Cuevas de Sacromonte

Set in 1970s Colombia, a father exiled after torture and false accusations, a daughter left in absence. This project revisits their broken bond through experimental image-making, where archive, pixel, and the crack become tools of memory.

In the 1970s, amid political unrest and escalating violence in Colombia, my father — a journalist and director of an agricultural magazine — was falsely accused of the assassination of the Minister of Agriculture. What began with his torture ended in his exile and more than 15 years of separation from our family.

Cuevas de Sacromonte emerges from that absence. Borrowing the name of a site once used as a torture center on the outskirts of Bogotá, the project reconstructs the interrupted bond between father and daughter. Through photography, archives, and staged gestures, I explore how absence itself becomes a material: a fissure where substitution of characters, re-imagined spaces, and manipulated images become strategies to narrate what was missing.

From Latin America, this story does not seek to contain a single truth and, rather than focusing solely on violence, it seeks to reclaim silence and emptiness as forms of presence.
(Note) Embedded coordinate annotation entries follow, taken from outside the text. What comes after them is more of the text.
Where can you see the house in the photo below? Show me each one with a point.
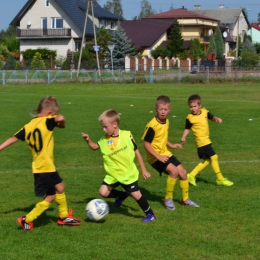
(59, 24)
(234, 19)
(154, 30)
(254, 32)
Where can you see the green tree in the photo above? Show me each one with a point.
(219, 43)
(122, 48)
(195, 49)
(115, 7)
(175, 43)
(146, 10)
(212, 44)
(160, 51)
(37, 62)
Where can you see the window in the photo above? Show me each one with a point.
(44, 23)
(56, 23)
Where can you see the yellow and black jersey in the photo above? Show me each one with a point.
(200, 127)
(156, 133)
(38, 134)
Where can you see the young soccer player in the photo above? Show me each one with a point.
(156, 142)
(38, 134)
(197, 121)
(119, 150)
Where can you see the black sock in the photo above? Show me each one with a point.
(143, 203)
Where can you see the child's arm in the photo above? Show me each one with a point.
(149, 149)
(91, 144)
(8, 142)
(184, 135)
(145, 173)
(217, 119)
(60, 120)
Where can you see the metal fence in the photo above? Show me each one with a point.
(173, 75)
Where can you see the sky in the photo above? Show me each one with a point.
(10, 8)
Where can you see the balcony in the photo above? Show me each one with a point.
(43, 33)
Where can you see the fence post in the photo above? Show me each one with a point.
(3, 77)
(207, 74)
(48, 76)
(95, 75)
(151, 76)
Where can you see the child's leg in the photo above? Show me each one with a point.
(215, 166)
(142, 202)
(199, 167)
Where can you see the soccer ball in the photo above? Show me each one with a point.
(97, 210)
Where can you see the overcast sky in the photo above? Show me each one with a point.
(131, 8)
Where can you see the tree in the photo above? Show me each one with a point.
(212, 45)
(37, 62)
(115, 7)
(175, 43)
(219, 43)
(146, 10)
(122, 48)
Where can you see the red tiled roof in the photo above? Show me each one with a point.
(144, 33)
(178, 13)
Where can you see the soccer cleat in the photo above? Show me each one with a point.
(192, 179)
(25, 225)
(69, 220)
(168, 203)
(118, 202)
(191, 203)
(225, 182)
(149, 218)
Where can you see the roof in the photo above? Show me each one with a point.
(149, 31)
(180, 13)
(255, 26)
(76, 10)
(225, 15)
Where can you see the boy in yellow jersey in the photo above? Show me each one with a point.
(156, 144)
(38, 134)
(119, 150)
(197, 121)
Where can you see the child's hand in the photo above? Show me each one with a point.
(85, 136)
(146, 175)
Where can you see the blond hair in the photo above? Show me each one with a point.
(48, 103)
(111, 115)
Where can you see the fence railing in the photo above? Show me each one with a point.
(173, 75)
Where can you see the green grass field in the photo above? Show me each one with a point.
(226, 226)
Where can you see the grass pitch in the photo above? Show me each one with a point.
(226, 226)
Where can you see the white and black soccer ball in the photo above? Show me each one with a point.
(97, 210)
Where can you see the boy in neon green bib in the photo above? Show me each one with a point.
(119, 150)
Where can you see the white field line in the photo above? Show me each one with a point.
(101, 166)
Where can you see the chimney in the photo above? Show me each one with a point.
(196, 7)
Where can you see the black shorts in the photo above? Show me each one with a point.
(205, 152)
(161, 167)
(128, 187)
(44, 183)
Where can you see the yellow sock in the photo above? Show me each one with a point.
(184, 185)
(215, 166)
(200, 167)
(39, 208)
(62, 204)
(170, 183)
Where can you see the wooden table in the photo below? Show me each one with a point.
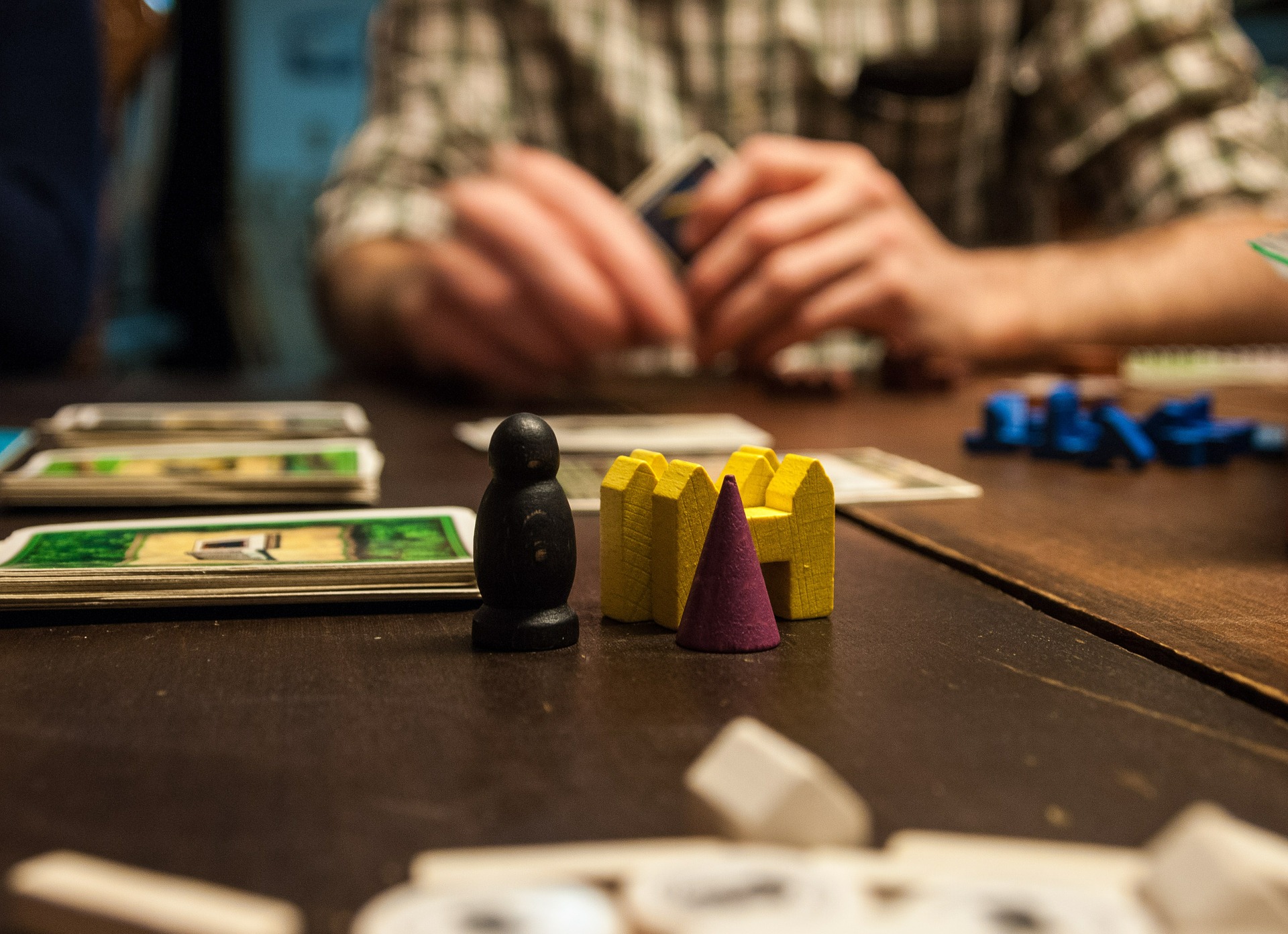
(1188, 567)
(309, 757)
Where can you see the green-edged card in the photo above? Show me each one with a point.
(305, 557)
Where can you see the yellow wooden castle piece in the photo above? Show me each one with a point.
(795, 535)
(753, 472)
(655, 517)
(656, 462)
(767, 452)
(627, 535)
(683, 504)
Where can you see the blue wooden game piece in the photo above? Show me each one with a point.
(1067, 433)
(1269, 439)
(1187, 435)
(1006, 424)
(1120, 437)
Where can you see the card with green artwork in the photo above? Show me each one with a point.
(307, 470)
(307, 557)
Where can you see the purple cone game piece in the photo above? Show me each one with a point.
(728, 609)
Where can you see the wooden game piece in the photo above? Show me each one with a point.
(795, 535)
(759, 785)
(72, 893)
(767, 452)
(1212, 872)
(683, 503)
(596, 862)
(625, 536)
(525, 544)
(656, 462)
(498, 907)
(754, 472)
(745, 886)
(728, 607)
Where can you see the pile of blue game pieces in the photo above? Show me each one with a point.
(1180, 432)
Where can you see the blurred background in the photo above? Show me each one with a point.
(225, 119)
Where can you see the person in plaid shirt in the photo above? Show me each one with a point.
(902, 168)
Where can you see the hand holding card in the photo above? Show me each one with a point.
(544, 271)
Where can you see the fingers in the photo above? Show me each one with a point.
(788, 277)
(612, 238)
(867, 301)
(544, 257)
(494, 302)
(764, 165)
(778, 221)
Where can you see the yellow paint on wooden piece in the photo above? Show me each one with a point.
(683, 504)
(656, 462)
(767, 452)
(625, 539)
(803, 585)
(753, 472)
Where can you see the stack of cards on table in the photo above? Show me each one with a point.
(386, 554)
(154, 423)
(128, 454)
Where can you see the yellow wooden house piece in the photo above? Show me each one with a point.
(655, 518)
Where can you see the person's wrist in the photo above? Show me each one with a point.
(1012, 316)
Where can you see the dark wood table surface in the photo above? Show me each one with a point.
(309, 753)
(1185, 566)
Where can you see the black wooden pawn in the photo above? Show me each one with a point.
(525, 544)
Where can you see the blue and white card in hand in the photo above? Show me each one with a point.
(663, 195)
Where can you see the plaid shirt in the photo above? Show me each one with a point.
(991, 113)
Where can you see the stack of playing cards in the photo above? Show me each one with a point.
(388, 554)
(176, 454)
(663, 195)
(152, 423)
(311, 470)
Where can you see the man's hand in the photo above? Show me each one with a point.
(544, 271)
(796, 238)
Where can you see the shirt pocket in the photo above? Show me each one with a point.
(912, 116)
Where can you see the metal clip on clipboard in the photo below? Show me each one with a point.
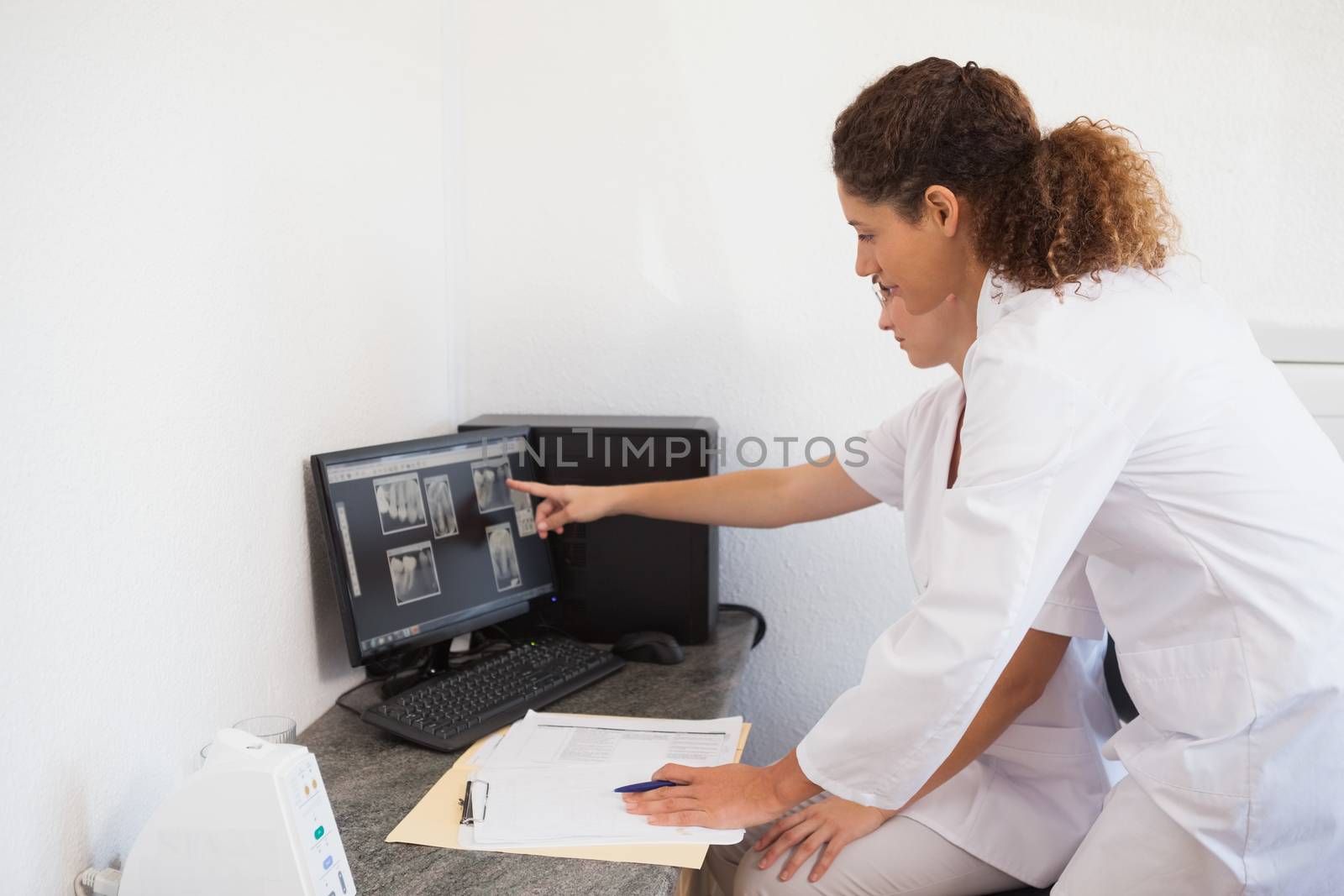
(474, 802)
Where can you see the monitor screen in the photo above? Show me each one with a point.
(428, 542)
It proposes a new way of telling our stories, one in which intimate wounds open a collective dialogue about absence, presence, pain, and identity, transforming silence into another form of testimony.

This project unfolds through a photobook, an exhibition, and an audiovisual piece that explores the crack into expansion:
www.perlabayona.com/cuevas-de-sacromonte-video

The photobook is structured in three chapters, tracing key personal events: the bombing at the magazine and kidnapping at Cantón Norte; exile to the United States and the mediation of presence through boxes and screens; and finally, the reunion that heals, yet opens another absence. The selection currently includes around 50 images with testimonial texts from the Comisión de la Verdad, an institution dedicated to documenting the country’s armed conflict. These texts provide additional context, allowing the work to transcend the personal and connect with broader social realities.

The photobook mockup:
www.perlabayona.com/cuevas-de-sacromonte-photobook-mockup

If awarded the grant, the funds would support the production of a limited edition of the photobook (e.g., 500 copies), consolidating the narrative and conceptual structure of the project. Also, since this is not only a photographic project but also an artistic one, where different techniques are explored, the participation in portfolio reviews and the potential exhibition at PhMuseum Lab would provide invaluable feedback, and visibility, enriching the work both artistically and conceptually.


As a young Colombian woman and migrant in Spain, I approach this project not only as an artist and photographer but as someone tracing the echoes of her own history. While my work has long engaged with social issues, this is the first time I give voice to my personal story, and to my father’s, whose absence was long normalized in family albums and through the stories of my parents. Living as a migrant has also allowed me to revisit and understand his exile in a new light. So, this project is not merely about recounting events; it is an active exploration of how personal absence can be interpreted, reshaped and mediated by many factors...finally, creating an ever-evolving new form of reality.